At the end of 2005, Club Dada was down for the count, knocked out by bumbling ownership and deemed another tombstone in the dwindling reputation of Deep Ellum. So how come it's winning this award and hosting big-name gigs (such as June's New Bohemians reunion) not even 12 months later? Because the new ownership--including members of Beatles cover band Hard Night's Day--has figured out how to make the joint appeal to two completely different audiences, making this the best rock bar across the board.

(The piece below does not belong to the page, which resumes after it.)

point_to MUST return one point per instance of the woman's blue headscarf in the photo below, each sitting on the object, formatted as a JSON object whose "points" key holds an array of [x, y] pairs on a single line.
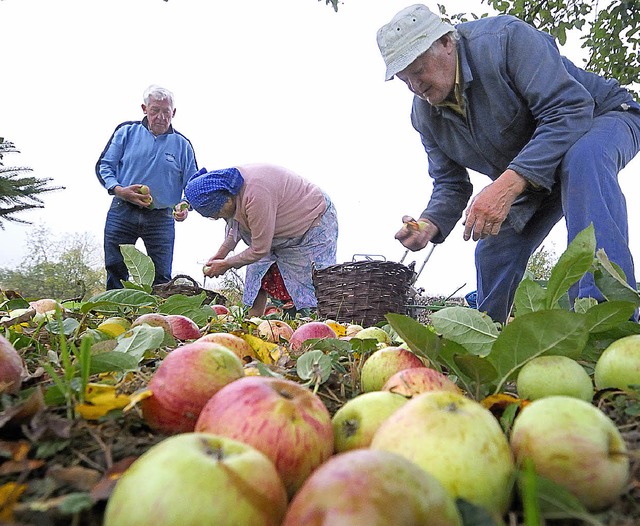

Happy hour patrons and casual music fans are making their way to Dada to see the city's best cover bands (and some solid local original acts tucked into those schedules, no less) on weekends, while the kids are catching stellar out-of-town acts and local indie openers on such weekly events as New Music Tuesdays. Cheap cover and drinks help, of course. The separate crowds aren't yet holding hands and singing "Kumbaya," but if the right hipster band played that as a prog-rock song, well, who knows?